Goldenrod. . . Yes.  The fender rollers I have owned were specifically made for Whizzer fenders.


----------



## biker (Sep 30, 2021)

Here's one online.


----------



## 49autocycledeluxe (Sep 30, 2021)

is that listing over? "bicycle fender roller" gets zero results in ebay search


----------



## biker (Sep 30, 2021)

49autocycledeluxe said:


> is that listing over? "bicycle fender roller" gets zero results in ebay search



Looks like it sold already. Price seems ok. If you click on SOLD it pops up there. Here are some pics of it from the listing. Looks sturdy enough. What do you guys think? Someone had one on eBay last year I think for $800 wowsa. It sat for a long long time. I wonder why the tinker didn't list his on here, I would have bought it? I bought this one.


----------



## the tinker (Sep 30, 2021)

Been reading these comments on fender roller prices. I was in a local bike shop one day and I noticed the owner had the same fender roller as mine [ like the one pictured above.]  He had it chained and locked to a workbench in the back of his shop. I thought that was strange. Why keep it chained up in your own place?  I told him I had one just like it, and asked him why , in his own shop, would he keep it chained to a metal workbench? His answer was," They're expensive and hard to come by." Then, with a smile on his face , he told me the story of how he got it. [  I have to preface this story by saying I've know this fellow for a long time. Went to high school with him in the 60's. ]  When another local bicycle shop's owner died, he went over to see his wife. She was selling everything. The shop had been in business for many years and the owner had very little in savings and the wife was facing hard times. This was the type of bicycle shop everyone that's on the CABE would love to get in. . . . old. Lots of stuff from the 50's and 60's, forgotten about, tucked away here and there. After listening to her tale of woe, he told her he'd buy some stuff from her. He bragged to me about how he got the fender roller, the same one pictured above. . . for $5.00. She didn't have a clue what it was. He cleaned her out of NOS parts too. He saw the expression on my face when he said he only paid her five bucks.  He explained that she should have done some research before selling her late husbands stuff.   Maybe. . .. .


----------



## AndyA (Sep 30, 2021)

Freqman1 said:


> I normally just use my hands to bend them back to shape. V/r Shawn


----------



## 49autocycledeluxe (Sep 30, 2021)

biker said:


> Looks like it sold already. Price seems ok. If you click on SOLD it pops up there. Here are some pics of it from the listing. Looks sturdy enough. What do you guys think? Someone had one on eBay last year I think for $800 wowsa. It sat for a long long time. I wonder why the tinker didn't list his on here, I would have bought it? I bought this one.

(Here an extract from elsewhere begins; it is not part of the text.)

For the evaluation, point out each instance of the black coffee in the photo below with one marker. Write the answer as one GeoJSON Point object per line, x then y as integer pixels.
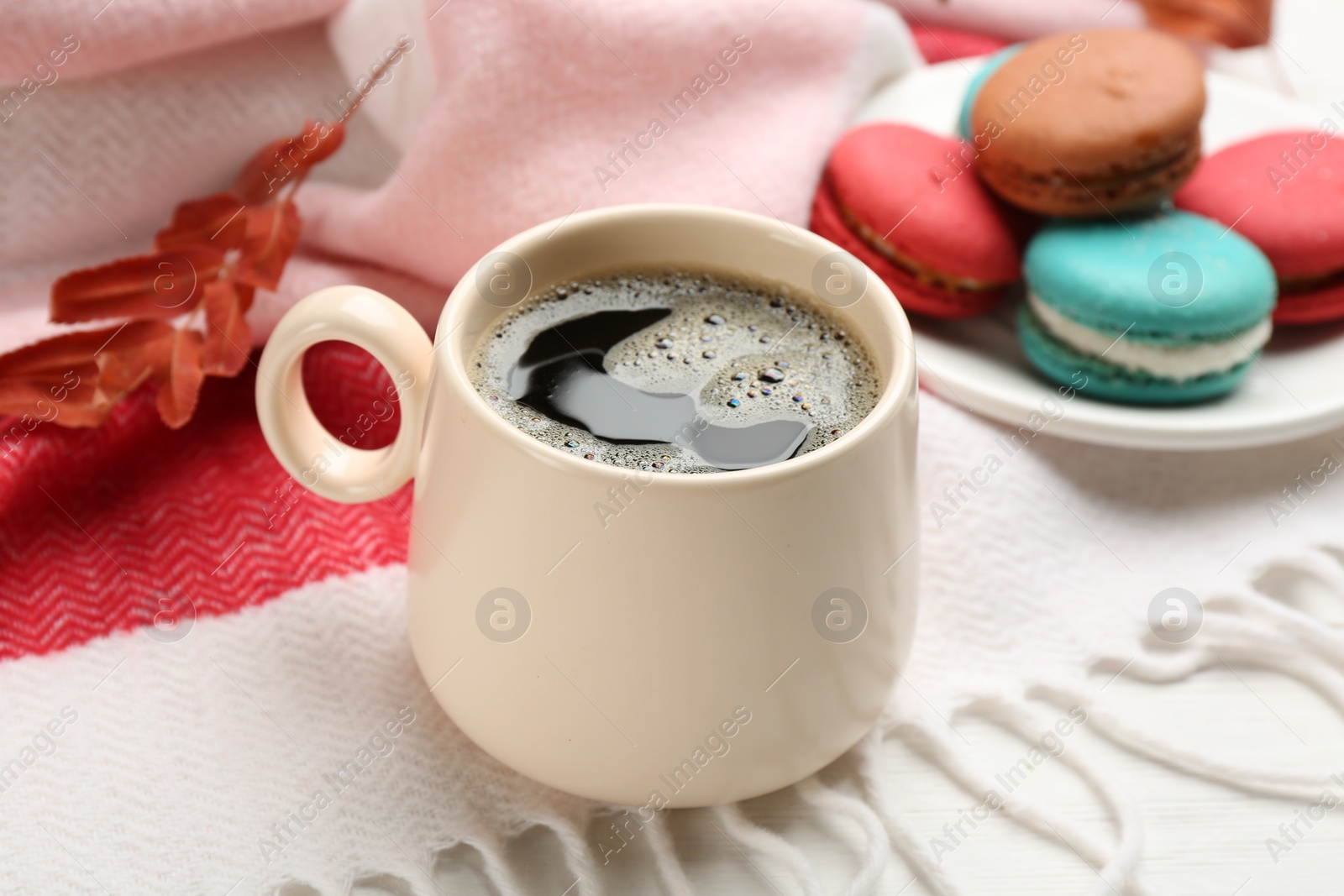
{"type": "Point", "coordinates": [676, 371]}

wonder what the wheels cost? I could make the rest for free. looks homemade to me.


----------



## biker (Sep 30, 2021)

Looks similar to others I have seen online. I like the idea of the wheel with tire instead of the lever arm to rotate the roller. Does it look like the outside profile of the big roller should be more rounded to match the fender you are rolling as the photo with the gentleman looks like the fender is kinda flattened out and maybe thats why people are saying they have to bend the fenders together afterward?


----------



## WES PINCHOT (Sep 30, 2021)

THAT LOOKS LIKE AL BLUM!
HE MENTORED THE FENDER DOCTOR!


----------



## Goldenrod (Sep 30, 2021)

the tinker said:


> Goldenrod. . . Yes.  The fender rollers I have owned were specifically made for Whizzer fenders.



THANKS.


----------



## biker (Oct 1, 2021)

Roller at MLC too bad.


----------



## Freqman1 (Oct 4, 2021)

biker said:


> Roller at MLC too bad.
> 
> View attachment 1488007



You should have been there it went fast along with the rest of that stuff.


----------